Two security researchers have published today details about a vulnerability in the Windows printing service that they say impacts all Windows versions going back to Windows NT 4, released in 1996.
The vulnerability, which they codenamed PrintDemon, is located in Windows Print Spooler, the primary Windows component responsible for managing print operations.
The service can send data to be printed to a USB/parallel port for physically connected printers; to a TCP port for printers residing on a local network or the internet; or to a local file, in the rare event the user wants to save a print job for later.
Trivially exploitable local privilege elevation
In a report published today, security researchers Alex Ionescu & Yarden Shafir said they found a bug in this old component that can be abused to hijack the Printer Spooler internal mechanism.
PrintDemon is what researchers call a “local privilege escalation” (LPE) vulnerability. This means that once an attacker has even the tiniest foothold inside an app or a Windows machine, even with user-mode privileges, the attacker can run something as simple as one unprivileged PowerShell command to gain administrator-level privileges over the entire OS.
This is possible because of how the Print Spooler service was designed to work, Ionescu and Shafir said.
Because this is a service meant to be available to any app that wants to print a file, it is available to all apps running on a system, without restrictions. The attacker can create a print job that prints to a file — for example a local DLL file used by the OS or another app.
The attacker can initiate the print operation, crash the Print Spooler service intentionally, and then let the job resume, but this time the printing operation runs with SYSTEM privileges, allowing it to overwrite any files anywhere on the OS.
In a tweet today, Ionescu said exploitation on current OS versions requires one single line of PowerShell. On older Windows versions, this might need some tweaking.
“On an unpatched system, this will install a persistent backdoor, that won’t go away *even after you patch*,” Ionescu said.
The good news is that this has now been patched, hence Ionescu and Shafir’s public disclosure.
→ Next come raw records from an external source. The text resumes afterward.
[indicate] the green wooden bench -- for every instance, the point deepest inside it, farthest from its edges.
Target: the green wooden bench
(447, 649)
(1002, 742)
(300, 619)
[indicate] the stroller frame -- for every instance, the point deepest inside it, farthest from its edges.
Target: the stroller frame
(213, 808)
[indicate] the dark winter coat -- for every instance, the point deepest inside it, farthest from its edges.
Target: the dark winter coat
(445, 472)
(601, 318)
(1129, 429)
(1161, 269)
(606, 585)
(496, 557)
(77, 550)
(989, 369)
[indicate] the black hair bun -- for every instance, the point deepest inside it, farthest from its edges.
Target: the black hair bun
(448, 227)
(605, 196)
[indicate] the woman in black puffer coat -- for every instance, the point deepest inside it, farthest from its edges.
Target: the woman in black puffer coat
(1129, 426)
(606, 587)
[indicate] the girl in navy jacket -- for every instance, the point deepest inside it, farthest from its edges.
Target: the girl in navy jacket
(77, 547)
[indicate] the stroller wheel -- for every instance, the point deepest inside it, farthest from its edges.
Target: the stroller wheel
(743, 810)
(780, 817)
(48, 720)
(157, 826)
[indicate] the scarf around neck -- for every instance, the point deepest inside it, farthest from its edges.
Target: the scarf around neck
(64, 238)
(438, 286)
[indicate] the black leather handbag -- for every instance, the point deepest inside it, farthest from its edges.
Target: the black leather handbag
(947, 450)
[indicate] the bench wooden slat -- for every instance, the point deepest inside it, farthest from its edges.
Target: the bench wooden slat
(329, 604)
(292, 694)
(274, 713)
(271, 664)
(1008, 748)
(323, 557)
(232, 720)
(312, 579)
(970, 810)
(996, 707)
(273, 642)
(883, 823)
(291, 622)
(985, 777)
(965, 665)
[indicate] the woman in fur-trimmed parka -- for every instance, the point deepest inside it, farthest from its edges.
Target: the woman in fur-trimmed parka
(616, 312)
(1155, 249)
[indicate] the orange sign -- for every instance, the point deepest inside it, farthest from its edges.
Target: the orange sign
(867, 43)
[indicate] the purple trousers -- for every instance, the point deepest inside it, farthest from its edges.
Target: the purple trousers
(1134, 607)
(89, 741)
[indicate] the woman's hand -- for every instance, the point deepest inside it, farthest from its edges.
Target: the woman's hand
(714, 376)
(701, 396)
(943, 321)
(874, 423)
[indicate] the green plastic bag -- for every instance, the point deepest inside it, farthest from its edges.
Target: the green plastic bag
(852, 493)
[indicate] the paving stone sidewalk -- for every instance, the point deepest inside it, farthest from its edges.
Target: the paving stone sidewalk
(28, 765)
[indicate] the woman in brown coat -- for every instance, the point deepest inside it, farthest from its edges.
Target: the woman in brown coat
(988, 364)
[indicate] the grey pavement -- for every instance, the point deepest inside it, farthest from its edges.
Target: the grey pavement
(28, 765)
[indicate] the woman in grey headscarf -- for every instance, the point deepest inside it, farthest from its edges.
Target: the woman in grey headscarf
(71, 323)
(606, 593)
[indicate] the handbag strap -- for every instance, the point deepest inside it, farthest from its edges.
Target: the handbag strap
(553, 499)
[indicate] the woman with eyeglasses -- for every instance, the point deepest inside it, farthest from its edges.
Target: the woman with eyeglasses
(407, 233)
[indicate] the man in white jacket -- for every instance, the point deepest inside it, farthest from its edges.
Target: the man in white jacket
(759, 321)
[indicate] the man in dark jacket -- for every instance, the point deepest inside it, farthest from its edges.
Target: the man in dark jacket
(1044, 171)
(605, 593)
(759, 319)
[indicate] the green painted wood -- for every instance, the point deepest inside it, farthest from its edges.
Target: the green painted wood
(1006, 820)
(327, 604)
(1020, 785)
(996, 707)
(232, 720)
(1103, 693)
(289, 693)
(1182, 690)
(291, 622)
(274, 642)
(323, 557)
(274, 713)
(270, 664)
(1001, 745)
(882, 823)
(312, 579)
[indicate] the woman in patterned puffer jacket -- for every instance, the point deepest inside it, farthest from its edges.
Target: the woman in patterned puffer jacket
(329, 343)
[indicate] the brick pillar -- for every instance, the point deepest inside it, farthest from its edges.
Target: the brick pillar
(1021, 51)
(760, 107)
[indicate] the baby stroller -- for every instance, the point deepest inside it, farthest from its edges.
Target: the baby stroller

Fixes for PrintDemon have been released yesterday, with the Microsoft May 2020 Patch Tuesday.
PrintDemon is tracked under the CVE-2020-1048 identifier. Two security researchers from SafeBreach Labs, Peleg Hadar and Tomer Bar, were the first to discover the issue and report it to Microsoft. The two will be presenting their own report on the issue at the Black Hat security conference in August.
Ionescu has also published proof-of-concept code on GitHub with the purpose of aiding security researchers and system administrators investigate the vulnerability and prepare mitigations and detection capabilities.
FaxHell works similarly to PrintDemon, but the researchers exploited the Windows Fax service to overwrite and hijack local (DLL) files to install shells and backdoors on Windows systems.